El Señor, una vez más nos conduce hacia lo esencial. No niega la validez del ayuno, que siempre ha sido valorado en la vida de la Iglesia. Pero nos llama a fijarnos en que la maravilla está en la relación personal con él. Así explica todo el sentido del ayuno. La grandeza de nuestra fe está en la cercanía de Dios, que se ha hecho hombre como nosotros. Y él ha venido para transformar totalmente nuestra vida. Así ya no importa tal o cual práctica sino en relación con el hecho esencial: Dios se ha hecho hombre y me ofrece su amistad.

Igualmente, con la imagen del vino nuevo y del paño, Jesús nos habla de cómo nuestra vida espiritual no puede ser parcheada. Jesús nos ofrece una transformación completa. Sus discípulos están con él. Esto es la vida de la gracia: permanecer unidos a Cristo. A través de esa relación de amistad se va configurando todo: la oración, el ayuno, las distintas prácticas religiosas, la vida toda.

La primera lectura nos ayuda a verlo mejor.
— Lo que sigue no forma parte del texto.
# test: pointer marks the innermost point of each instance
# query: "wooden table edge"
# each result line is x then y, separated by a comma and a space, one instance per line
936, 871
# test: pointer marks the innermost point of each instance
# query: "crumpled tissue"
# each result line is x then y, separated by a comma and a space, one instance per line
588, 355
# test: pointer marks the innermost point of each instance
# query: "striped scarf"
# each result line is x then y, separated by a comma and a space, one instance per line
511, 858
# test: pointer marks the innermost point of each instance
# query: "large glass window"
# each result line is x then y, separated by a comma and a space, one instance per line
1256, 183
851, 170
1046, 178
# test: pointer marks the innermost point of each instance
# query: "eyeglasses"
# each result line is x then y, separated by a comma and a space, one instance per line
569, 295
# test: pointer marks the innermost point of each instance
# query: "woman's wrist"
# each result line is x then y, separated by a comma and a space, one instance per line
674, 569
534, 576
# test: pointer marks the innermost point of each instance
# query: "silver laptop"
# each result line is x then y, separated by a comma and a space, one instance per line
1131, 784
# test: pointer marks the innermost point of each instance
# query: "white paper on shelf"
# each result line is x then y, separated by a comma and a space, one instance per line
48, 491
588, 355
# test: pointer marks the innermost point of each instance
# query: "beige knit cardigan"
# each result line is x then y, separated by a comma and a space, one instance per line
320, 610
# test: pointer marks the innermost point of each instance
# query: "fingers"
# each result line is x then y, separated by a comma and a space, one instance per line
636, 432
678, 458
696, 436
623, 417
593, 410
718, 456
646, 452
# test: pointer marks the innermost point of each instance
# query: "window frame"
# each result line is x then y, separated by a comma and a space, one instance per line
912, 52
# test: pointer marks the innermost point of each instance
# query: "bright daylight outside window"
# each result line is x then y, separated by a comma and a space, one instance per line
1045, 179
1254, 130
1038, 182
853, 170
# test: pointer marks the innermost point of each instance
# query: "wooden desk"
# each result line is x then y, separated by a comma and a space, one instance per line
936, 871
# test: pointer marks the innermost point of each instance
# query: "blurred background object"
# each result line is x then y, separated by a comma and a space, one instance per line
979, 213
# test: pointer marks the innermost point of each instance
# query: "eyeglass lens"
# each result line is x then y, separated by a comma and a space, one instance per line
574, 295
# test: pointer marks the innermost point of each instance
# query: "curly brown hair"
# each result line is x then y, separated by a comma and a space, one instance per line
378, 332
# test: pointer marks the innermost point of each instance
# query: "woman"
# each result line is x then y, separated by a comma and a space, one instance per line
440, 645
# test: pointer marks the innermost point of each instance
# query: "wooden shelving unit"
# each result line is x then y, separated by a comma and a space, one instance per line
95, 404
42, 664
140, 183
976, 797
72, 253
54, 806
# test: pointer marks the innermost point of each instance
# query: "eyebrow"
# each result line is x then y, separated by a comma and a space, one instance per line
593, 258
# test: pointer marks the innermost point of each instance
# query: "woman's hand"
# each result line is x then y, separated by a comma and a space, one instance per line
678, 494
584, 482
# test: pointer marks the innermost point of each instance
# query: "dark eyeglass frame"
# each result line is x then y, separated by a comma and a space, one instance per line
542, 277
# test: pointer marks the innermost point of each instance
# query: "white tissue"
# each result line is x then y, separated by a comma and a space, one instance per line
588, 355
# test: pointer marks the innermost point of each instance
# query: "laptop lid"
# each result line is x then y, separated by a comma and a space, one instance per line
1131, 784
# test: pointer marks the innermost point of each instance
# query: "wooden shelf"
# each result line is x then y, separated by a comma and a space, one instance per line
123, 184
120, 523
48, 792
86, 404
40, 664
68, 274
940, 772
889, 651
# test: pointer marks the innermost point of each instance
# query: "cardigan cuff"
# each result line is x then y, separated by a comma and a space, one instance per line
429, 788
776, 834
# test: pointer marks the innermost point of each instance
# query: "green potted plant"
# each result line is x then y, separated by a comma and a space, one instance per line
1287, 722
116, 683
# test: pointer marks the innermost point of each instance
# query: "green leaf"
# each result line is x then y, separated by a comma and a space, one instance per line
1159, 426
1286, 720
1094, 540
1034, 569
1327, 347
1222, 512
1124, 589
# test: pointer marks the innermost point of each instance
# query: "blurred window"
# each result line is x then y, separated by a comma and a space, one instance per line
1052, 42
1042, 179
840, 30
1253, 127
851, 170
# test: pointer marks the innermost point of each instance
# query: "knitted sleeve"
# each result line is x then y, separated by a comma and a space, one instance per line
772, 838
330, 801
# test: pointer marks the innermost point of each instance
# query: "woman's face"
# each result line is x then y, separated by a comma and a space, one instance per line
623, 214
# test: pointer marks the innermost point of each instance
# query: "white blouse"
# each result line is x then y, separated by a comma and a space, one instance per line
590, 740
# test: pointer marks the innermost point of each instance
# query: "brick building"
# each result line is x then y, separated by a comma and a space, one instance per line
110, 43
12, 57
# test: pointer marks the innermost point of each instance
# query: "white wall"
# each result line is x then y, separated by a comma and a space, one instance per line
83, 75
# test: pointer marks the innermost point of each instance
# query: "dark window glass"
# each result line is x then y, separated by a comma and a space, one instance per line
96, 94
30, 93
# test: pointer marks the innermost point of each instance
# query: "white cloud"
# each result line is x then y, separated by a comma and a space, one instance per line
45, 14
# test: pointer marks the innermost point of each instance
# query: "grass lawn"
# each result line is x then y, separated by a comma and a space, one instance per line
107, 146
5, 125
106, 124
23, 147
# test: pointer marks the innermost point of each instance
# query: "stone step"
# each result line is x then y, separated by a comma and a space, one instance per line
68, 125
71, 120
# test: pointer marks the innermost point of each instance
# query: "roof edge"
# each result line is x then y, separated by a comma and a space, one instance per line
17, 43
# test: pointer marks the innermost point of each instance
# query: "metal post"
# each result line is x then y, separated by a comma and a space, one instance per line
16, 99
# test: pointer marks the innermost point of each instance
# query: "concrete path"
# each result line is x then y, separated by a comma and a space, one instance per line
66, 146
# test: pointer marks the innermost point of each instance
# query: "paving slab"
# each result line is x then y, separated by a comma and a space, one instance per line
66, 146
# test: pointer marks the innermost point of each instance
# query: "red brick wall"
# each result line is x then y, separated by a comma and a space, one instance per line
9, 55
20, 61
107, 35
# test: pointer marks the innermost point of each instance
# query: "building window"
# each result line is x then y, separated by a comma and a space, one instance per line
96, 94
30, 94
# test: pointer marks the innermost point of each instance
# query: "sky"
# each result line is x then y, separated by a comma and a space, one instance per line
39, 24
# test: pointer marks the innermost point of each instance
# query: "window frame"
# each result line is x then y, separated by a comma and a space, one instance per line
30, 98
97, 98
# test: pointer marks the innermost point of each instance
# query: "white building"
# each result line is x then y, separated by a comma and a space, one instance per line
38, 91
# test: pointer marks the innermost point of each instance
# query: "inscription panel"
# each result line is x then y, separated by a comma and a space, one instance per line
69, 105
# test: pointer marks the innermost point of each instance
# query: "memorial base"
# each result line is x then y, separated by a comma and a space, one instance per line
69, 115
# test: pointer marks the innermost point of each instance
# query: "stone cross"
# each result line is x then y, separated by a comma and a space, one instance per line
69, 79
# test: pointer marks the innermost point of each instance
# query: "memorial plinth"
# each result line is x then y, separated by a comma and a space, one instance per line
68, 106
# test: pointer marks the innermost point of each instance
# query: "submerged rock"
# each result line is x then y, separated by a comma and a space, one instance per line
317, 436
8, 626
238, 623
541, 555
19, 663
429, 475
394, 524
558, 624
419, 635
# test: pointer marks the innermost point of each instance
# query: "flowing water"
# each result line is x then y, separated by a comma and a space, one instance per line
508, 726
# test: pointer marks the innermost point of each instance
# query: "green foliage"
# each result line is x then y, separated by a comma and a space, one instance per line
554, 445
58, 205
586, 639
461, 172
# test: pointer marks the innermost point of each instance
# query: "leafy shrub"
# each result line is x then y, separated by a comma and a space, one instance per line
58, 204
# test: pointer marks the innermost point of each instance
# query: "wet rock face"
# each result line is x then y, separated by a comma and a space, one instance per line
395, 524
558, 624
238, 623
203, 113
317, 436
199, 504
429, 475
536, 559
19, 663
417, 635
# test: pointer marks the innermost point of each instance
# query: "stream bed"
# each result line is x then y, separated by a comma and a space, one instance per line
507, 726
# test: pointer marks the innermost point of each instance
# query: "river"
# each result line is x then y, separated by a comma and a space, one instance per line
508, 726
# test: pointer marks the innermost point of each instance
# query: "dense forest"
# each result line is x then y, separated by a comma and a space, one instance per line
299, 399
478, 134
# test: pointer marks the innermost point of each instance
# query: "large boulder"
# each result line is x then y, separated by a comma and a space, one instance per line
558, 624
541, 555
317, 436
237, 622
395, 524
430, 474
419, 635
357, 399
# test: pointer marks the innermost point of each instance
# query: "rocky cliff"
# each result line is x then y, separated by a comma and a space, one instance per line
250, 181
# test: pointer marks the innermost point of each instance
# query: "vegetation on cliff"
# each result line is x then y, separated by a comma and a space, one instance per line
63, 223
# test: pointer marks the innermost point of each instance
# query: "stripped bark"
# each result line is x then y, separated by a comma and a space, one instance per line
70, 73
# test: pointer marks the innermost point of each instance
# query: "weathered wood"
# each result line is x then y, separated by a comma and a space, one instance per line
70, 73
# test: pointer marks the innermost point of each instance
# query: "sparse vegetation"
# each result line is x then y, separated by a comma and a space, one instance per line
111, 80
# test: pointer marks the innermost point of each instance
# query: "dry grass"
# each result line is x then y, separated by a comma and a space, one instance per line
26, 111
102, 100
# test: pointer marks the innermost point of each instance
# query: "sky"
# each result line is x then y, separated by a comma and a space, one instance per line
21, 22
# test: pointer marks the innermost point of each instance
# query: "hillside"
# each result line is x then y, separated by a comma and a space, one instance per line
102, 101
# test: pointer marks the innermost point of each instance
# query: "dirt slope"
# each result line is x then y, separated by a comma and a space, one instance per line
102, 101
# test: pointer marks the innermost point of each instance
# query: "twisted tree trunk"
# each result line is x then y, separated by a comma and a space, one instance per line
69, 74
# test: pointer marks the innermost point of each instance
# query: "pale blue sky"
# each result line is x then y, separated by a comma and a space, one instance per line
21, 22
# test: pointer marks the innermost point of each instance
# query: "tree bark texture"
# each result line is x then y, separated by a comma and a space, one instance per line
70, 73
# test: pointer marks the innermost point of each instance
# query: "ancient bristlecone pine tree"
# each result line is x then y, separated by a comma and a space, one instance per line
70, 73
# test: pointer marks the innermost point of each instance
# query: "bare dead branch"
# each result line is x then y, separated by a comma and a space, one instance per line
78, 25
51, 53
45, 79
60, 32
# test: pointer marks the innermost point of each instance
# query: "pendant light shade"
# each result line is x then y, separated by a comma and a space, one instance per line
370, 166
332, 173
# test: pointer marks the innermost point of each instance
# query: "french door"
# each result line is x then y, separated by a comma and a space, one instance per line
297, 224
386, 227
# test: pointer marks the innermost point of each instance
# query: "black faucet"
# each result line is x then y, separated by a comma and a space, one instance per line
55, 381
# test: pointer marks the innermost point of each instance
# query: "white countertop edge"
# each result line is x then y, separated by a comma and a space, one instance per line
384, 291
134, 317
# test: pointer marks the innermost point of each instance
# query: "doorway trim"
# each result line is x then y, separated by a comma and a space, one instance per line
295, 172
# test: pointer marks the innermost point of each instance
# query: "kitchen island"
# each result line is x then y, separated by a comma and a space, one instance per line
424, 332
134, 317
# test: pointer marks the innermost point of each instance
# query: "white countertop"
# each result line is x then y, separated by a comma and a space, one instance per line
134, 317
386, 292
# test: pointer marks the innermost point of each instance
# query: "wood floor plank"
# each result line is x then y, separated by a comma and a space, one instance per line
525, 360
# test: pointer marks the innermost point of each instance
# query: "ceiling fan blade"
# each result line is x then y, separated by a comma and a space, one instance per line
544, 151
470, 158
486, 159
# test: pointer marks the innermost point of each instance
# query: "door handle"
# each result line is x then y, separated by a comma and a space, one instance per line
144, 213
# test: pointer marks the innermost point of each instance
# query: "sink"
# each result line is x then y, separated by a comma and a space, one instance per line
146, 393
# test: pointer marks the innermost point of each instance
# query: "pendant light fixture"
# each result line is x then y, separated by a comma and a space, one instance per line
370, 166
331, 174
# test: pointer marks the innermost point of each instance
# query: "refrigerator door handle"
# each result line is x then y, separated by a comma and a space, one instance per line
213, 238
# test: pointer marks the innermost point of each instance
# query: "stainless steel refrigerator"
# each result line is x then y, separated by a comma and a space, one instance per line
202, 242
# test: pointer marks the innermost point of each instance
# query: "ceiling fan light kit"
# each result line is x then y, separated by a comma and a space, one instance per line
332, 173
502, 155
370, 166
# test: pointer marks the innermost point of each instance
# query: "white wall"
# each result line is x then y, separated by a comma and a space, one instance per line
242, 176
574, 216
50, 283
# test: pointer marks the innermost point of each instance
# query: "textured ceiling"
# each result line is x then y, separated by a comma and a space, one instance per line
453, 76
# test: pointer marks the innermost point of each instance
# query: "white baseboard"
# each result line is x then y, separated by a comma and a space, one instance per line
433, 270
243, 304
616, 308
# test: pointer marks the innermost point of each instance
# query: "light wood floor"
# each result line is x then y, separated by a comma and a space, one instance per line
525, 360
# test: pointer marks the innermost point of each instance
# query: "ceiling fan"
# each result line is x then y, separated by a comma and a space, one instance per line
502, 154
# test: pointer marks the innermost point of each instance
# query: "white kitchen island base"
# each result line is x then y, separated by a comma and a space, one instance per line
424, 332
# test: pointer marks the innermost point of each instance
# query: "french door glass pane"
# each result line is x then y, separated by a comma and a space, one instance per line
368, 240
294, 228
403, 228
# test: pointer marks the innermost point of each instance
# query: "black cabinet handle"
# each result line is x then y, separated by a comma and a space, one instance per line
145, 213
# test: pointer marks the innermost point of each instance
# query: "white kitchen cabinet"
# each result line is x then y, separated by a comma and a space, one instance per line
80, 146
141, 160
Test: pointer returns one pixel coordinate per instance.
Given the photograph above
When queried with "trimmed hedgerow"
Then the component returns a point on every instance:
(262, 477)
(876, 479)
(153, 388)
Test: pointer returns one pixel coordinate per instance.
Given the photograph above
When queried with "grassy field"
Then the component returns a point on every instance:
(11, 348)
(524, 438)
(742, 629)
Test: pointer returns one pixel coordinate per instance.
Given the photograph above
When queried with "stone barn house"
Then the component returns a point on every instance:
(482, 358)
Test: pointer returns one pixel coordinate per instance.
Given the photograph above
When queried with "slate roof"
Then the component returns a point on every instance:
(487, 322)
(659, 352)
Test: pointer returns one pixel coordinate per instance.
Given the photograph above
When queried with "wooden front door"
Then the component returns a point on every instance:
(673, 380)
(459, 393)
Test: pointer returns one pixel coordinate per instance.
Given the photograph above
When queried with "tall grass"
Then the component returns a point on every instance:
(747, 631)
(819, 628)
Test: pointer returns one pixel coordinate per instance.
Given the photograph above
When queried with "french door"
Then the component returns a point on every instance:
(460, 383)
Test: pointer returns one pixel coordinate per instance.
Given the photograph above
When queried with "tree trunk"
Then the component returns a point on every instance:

Ayer, la fiesta del apóstol santo Tomás, nos privó de leer parte de la historia de Esaú y Jacob. Sabemos que Esaú vendió a su hermano la primogenitura a cambio de un plato de legumbres. El hambre le hizo tomar esa decisión. Cuando llegó el momento en que Isaac iba a morir Jacob no desaprovechó la ocasión y, con ayuda de su madre, urdió toda la trama que hoy leemos. Así Jacob lo bendijo con todos los derechos que ello comportaba. Esaú, fiado de su fuerza pensó que podría recuperar lo que tan tontamente había perdido, pero no fue así.

La primogenitura nos aparece como una figura de la gracia. Es algo que se nos da, pero que hemos de cuidar en la relación diaria. Si no puede escaparse. Jesús nos llama a dejarnos transformar totalmente para que el centro de nuestra vida sea Él. Eso es lo primero y principal y a ello se ordenan todas nuestras prácticas religiosas, principalmente las que la Iglesia nos enseña. Continuamente la novedad es la misma persona de Cristo y el don maravilloso de su misericordia. Vivir esa novedad cada día; sorprenderse en todo momento de los dones de Dios y de su favor; dejarse arrastrar por el dinamismo de la vida de Cristo,… todo ello nos hace percibir la salvación. Jesús nos invita a reconocerle presente y cercano y a que toda nuestra vida la organicemos de acuerdo con esa amistad que generosamente nos ofrece.

Que la Virgen María nos ayude a permanecer junto a Cristo y a crecer en el amor de su Corazón.